Insulate the economy from politics

I propose we insulate the economy from politics. Here's how I propose we go about it. In football, a team is fined for its supporters’ violent behaviour.

Most of Kenyan politicians, including the NASA top brass, are football fans, so they would understand if political parties paid a price for their supporters conduct.

Mention politics to a Central Kenya businessperson, and you will get an earful of his fear of NASA especially its presidential candidate Raila Odinga, who is spoken of as an epic threat to every title deed, every fruit stall and every rental property.

Now, though, the fear has spread well beyond. NASA’s "economic boycott" is only the latest tactic that has shone the light on the link between business, private property and politics.

Will the boycott work?

The boycott against Bidco, Safaricom and Brookside won’t work: these companies enjoy too commanding a position in their sectors. But they aren’t really meant to work.

The boycotts were announced to announce something; to keep the masses fed with this latest “Baba knows” tactic. They should properly be read with what preceded them: promises (or threats, depending on where you stand) of rent control, land ‘rationalisation’, business-closing demonstrations, riots and looting.

Tactics that have succeeded in undermining the economy that the Kenyans Raila claims to champion depend on for jobs. I feel sorry for those doing exams this week; I hope they find an economy to join, otherwise they will graduate to an economy that cannot absorb them.

Before the boycotts came NASA demonstrations, many of which turned into riots and looting sprees, egged on by politicians. I am not sure there is an investor who is keenly contemplating investing in Kisumu, which endured the worst of the riots. I don't know.

Yet Raila and NASA have promised more. The launch of the national resistance movement, as they call it, will see even more companies boycotted, and bring even more demonstrations. Riots will be aplenty.

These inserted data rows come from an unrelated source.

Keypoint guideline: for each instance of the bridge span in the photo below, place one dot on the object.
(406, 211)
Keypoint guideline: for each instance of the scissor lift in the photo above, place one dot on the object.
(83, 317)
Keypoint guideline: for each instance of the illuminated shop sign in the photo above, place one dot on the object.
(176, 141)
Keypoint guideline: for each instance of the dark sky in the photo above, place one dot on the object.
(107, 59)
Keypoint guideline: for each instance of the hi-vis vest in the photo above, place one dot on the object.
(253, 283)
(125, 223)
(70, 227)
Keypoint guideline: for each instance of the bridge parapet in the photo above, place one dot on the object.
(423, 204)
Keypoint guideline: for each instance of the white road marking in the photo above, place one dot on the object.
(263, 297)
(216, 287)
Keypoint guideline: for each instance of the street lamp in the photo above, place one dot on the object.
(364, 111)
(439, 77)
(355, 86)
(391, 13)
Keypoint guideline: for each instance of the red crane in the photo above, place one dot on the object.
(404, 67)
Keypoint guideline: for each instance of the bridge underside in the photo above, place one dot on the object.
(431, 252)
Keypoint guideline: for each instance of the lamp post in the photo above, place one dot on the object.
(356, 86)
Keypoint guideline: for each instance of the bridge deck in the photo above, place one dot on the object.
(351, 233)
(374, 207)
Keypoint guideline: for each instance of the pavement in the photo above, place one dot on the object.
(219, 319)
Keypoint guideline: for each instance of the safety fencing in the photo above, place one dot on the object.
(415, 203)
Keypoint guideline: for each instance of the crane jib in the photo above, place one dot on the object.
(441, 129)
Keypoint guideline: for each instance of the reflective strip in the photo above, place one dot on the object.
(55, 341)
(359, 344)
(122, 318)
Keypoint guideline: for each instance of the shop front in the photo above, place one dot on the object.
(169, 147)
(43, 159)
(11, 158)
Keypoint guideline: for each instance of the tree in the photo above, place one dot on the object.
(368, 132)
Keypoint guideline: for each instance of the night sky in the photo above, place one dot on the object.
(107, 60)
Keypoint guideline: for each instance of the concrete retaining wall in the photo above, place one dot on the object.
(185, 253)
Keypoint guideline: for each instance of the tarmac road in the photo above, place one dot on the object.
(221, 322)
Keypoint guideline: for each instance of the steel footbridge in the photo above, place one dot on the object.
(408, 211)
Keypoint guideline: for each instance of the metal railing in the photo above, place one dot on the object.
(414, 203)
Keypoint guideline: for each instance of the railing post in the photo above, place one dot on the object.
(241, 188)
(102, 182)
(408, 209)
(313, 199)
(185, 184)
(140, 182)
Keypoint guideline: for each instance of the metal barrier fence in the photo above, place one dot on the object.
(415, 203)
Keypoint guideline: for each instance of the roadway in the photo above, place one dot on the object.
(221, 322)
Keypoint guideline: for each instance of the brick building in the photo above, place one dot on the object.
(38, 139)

Then there was the promise to ‘rationalise’ land in Laikipia. You could hear Zimbabwean President Robert Mugabe cheer from somewhere South of Laikipia, and you didn’t need to listen hard to hear the howl of protest from our British-Kenyan landowners.

Less noted was the alarm that smaller landowners from many parts of the country heard in the promise that their title deeds could also be ‘rationalised’; and especially if they were like the ‘foreigners’ who had invested outside their traditional home areas, and who were told to return whence they came.

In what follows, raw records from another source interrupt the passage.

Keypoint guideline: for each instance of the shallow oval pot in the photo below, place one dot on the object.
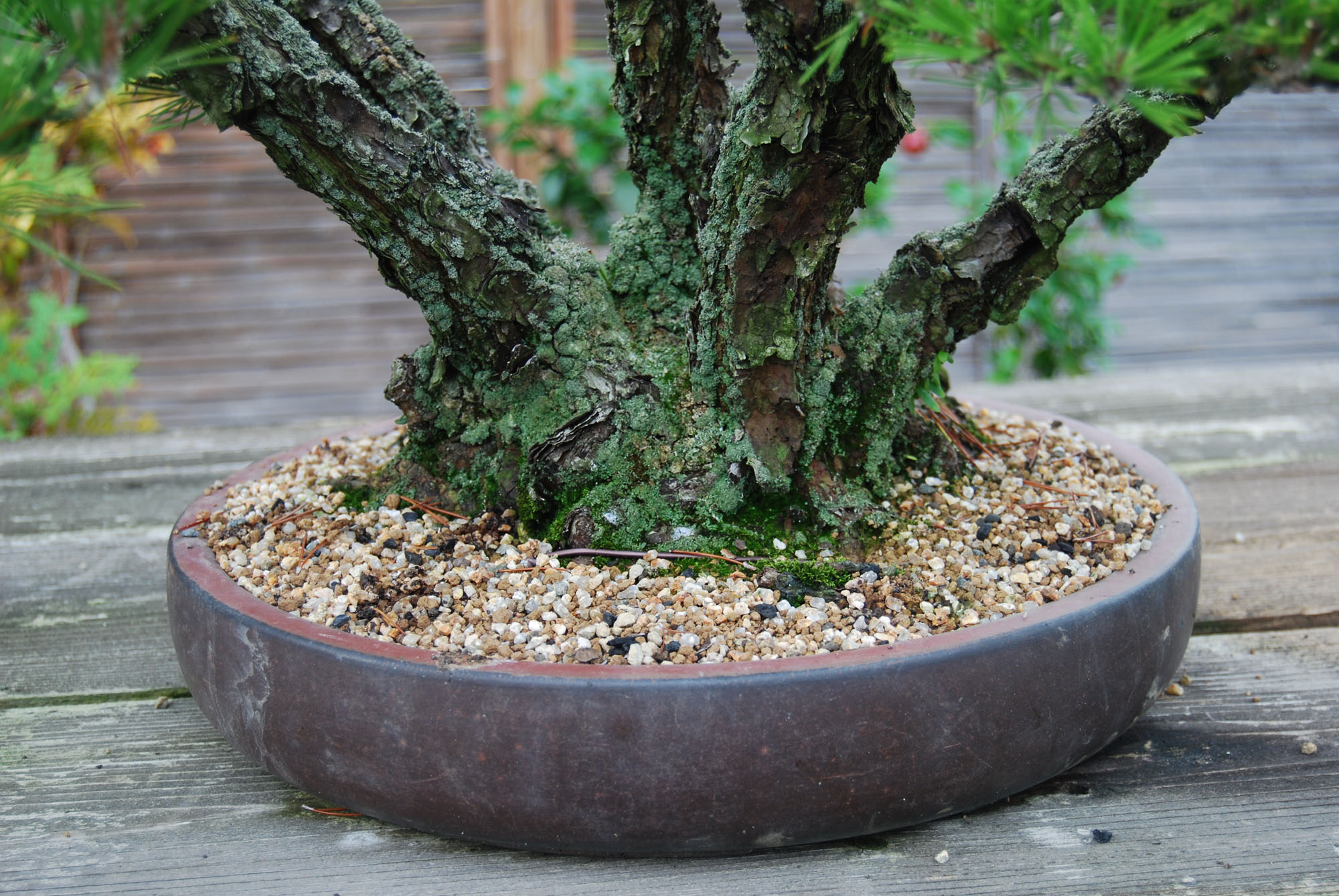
(698, 759)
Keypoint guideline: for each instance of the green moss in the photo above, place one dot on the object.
(816, 574)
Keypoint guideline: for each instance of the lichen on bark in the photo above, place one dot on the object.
(709, 380)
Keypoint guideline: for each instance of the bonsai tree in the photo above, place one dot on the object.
(708, 379)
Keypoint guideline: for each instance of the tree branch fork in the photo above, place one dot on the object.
(712, 328)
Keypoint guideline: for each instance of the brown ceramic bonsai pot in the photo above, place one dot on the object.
(701, 759)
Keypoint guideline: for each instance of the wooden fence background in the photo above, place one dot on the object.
(250, 302)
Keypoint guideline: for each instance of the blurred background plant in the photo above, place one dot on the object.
(579, 139)
(578, 135)
(82, 102)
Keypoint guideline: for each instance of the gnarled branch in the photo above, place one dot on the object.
(793, 166)
(353, 114)
(946, 285)
(670, 88)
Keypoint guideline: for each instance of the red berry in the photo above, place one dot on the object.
(915, 142)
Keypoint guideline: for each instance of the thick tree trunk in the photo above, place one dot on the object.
(708, 381)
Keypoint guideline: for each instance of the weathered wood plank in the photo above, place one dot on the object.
(1208, 794)
(84, 521)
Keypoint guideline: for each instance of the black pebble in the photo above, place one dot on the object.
(619, 646)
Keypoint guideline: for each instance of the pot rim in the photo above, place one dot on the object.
(1174, 537)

These tactics are succeeding.

Renaissance Capital, in its November Economics Update, notes that in October, Kenya’s purchasing managers’ index suffered its sharpest one-month fall since 2014: we shall have to endure a deep dip in business confidence.

Economic stagnation

For a poor country with lots of catching-up to do for its economic stagnation in the 1980s and 1990s, and whose citizens’ greatest problem is lack of decent employment, this is a price as high as it is unnecessary.

The NASA principal is, I believe, able to mount these moves because at his core and that of his party's, is the lack of believe in a market economy as the right path for Kenya.

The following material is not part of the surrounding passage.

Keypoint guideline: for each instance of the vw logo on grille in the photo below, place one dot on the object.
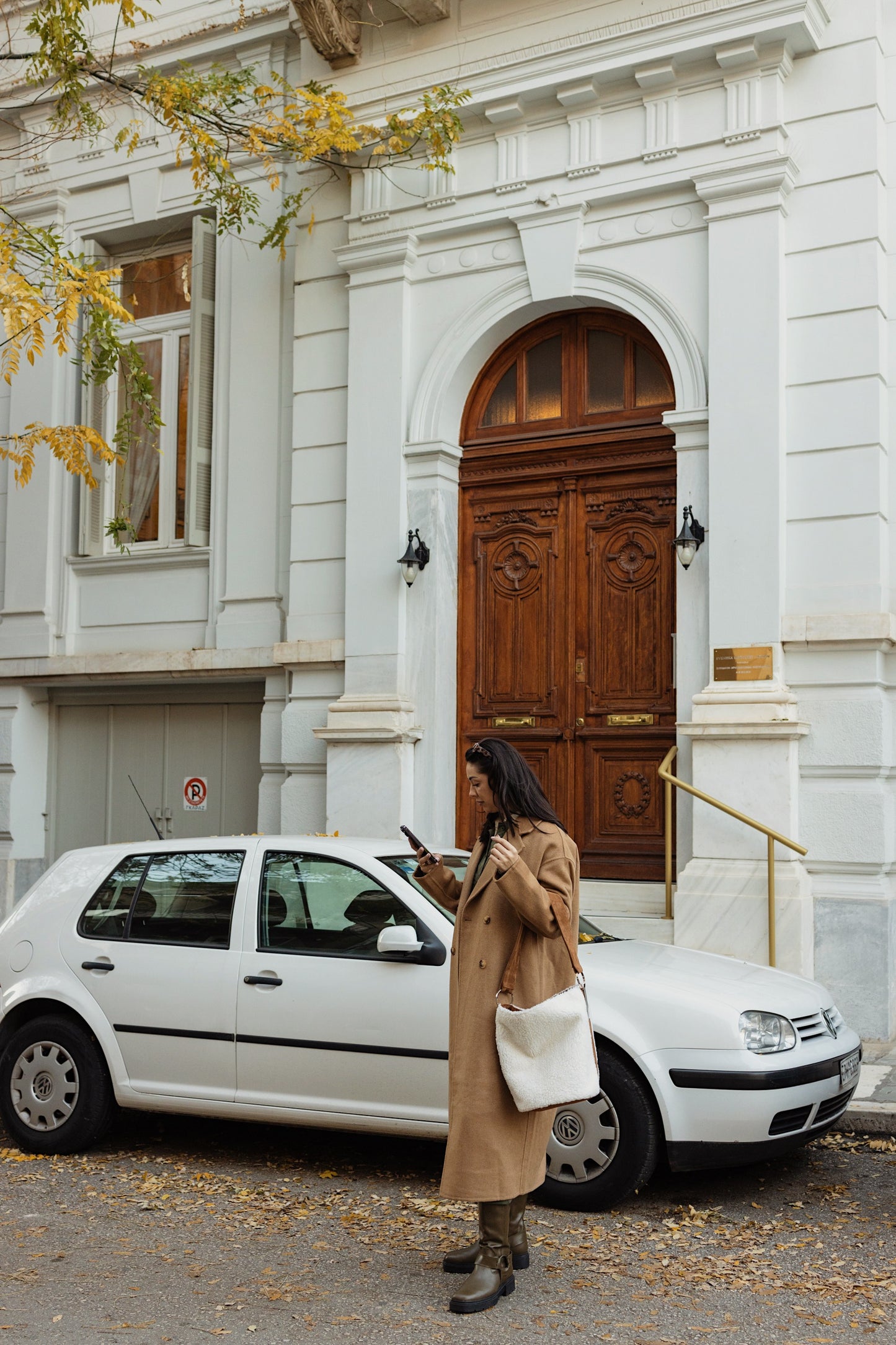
(42, 1087)
(569, 1127)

His party knows they will always win a huge cheer for threatening to take stuff from those who have and giving it to those who don’t.

That’s because he is no ‘social democrat’ in the Scandinavian sense of the word – though he tries to appropriate the term. Instead, he is one of the control-economy socialists who quickly pulled on business suits and toasted free trade to get on the right side of the West once the Soviet Union folded.

Does Raila subscribe to what happened 100 years ago when the Bolsheviks took power in Russia, and established a system of government that killed tens of millions ‘rationalising’ and boycotting their way to the grisly end of many ‘foreigners’? I don't know.

Thankfully, we are in 2017. The NRM will not keep sabotaging Kenya’s economy or its business. What is required is simple: Parliament must legislate measures to insulate the economy from politics.

It can start by requiring event or public-liability insurance for demonstrations, as many mature democracies do.

Perhaps political party funding could be linked to claims from businesses that have been directly harmed by demonstrations and riots. And a few lawsuits for economic sabotage would not hurt. Would they?